6/23/2011
Rite of Passage
Bill Swanekamp

Every culture has different tests or challenges that one has to successfully complete before they’re recognized as an adult. In this country, when one passes their 18th birthday they’re considered an adult in the eyes of the law. There are other ceremonies associated with rites of passage, such as graduation from high school or college, where you even receive a diploma. Only after many years of study and successful testing does one receive this diploma. It’s never easy to move on to the next level, but it’s a goal we all try to achieve.
The spring of 2011 was like a symbolic rite of passage. For the past 48 years, I’ve been involved in the horticulture business and have seen many years come and go. I remember the years when my father and uncle shipped their spring bedding plant crop through torrential rainstorms and mud up to their knees. Oh, you might have forgotten that back then we didn’t assemble our orders for shipping indoors, but outside in all the raw elements. That was a rite of passage; if you could endure that you were fit to be a grower.
This year we had to wrestle with a winter that would not go away and a spring that could not make up its mind to arrive. On top of that, the rain just kept coming day after day. By the end of April, we were 13.5% behind last year and the weather was miserable. It took all of our growing expertise to keep the crops from getting too tall. Our best friends were named Bonzi, B-9, Cycocel and Sumagic. In addition, because the April crop hadn’t shipped on time, we had no place to put the May plantings. As a result, the plugs waited in their trays like airplanes queued up on a runway. There was just no room for them to fly.
But as you know, time doesn’t stop just because we want it to, nor does it speed up to make it convenient for us. We had to bide our time and wait for the heavens to clear. Just when we thought relief wouldn’t come, the clouds parted and out came the beautiful sun—10 days of sun! Now the challenge changed.

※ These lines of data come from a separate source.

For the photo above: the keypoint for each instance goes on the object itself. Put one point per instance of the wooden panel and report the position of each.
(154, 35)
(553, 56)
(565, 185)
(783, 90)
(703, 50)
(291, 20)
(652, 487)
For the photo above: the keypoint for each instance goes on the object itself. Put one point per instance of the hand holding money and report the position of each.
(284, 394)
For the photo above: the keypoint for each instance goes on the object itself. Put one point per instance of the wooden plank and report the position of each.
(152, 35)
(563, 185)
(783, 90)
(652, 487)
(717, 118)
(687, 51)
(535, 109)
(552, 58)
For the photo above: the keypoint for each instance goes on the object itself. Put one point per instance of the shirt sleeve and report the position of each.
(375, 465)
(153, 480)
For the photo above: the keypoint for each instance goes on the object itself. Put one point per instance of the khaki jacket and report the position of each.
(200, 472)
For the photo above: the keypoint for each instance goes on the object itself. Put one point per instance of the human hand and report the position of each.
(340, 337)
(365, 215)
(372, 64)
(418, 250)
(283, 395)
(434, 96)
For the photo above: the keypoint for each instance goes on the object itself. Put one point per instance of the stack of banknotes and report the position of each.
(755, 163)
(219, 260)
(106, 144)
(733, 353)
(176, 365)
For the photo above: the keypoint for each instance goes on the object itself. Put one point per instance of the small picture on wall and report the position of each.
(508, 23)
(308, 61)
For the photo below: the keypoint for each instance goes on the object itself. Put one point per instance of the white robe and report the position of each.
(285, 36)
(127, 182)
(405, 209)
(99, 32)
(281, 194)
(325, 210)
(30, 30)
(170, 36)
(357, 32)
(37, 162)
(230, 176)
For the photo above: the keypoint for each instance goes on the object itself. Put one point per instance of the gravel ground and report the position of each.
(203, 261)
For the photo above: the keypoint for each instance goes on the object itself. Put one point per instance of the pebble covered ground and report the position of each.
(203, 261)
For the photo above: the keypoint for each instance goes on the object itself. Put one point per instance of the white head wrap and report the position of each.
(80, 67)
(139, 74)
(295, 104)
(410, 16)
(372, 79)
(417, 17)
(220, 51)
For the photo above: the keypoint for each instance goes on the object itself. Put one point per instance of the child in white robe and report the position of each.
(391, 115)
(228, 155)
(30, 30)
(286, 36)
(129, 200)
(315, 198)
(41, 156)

Our previous test involved our patience; now our stamina would be tested. For the next 30 days, we would be called upon to work 12 hours a day, six days a week. The demand for product was so great that we taxed every feature of our facility. The trucking department, the shipping department, the office staff and even my brain were screaming for some relief, but none was to be found.
The train had left the station and was running at full steam; nothing was going to stop it until it ran out of fuel. One way you know that things were rolling was how impatient our customers were. Every delay annoyed them and nothing we did was enough. Tempers flared at times and unkind words were spoken. But by the end of May we broke every sales record for that month from the previous 48 years.

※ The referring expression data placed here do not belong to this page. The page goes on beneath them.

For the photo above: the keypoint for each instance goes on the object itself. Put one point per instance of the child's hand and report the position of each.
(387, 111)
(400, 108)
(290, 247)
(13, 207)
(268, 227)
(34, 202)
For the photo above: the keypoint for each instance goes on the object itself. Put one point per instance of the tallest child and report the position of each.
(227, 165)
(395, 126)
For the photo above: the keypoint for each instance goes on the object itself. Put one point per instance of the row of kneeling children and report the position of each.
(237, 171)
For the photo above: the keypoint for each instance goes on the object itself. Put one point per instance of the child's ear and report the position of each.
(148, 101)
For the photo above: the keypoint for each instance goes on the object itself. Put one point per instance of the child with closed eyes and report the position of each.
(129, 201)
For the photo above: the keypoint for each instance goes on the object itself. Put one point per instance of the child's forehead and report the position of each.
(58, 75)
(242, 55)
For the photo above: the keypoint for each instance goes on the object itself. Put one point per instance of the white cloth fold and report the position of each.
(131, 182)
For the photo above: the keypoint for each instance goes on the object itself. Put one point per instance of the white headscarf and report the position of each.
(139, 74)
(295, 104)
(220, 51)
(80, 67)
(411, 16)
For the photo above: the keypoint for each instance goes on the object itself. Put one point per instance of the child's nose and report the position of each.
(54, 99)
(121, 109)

Now I sit at my desk and keep asking myself the same question and maybe you’re asking yourself the same question: When will it get any easier? After almost 50 years of being in horticulture, I thought by now things would be easier, but they seem to be harder. I cannot even imagine what has happened to our fellow growers who live within the spillway of the Mississippi river or those whose greenhouses or nurseries are in tornado alley. Our prayers go out to you.
But if this spring was like a rite of passage, the burning question I have is this: When do I get my diploma? Yes, I want to graduate and stop being tested year after year. Someone once told me that it’s not really hard to be a farmer, all you have to learn are 50 lessons. The problem is that you only learn one lesson a year. Well, by my calculation, I only have two lessons left and I will get my diploma and complete the rite of passage. Let’s hope things get easier for all of us.
GT
Bill Swanekamp is president of Kube-Pak Corp., Allentown, New Jersey.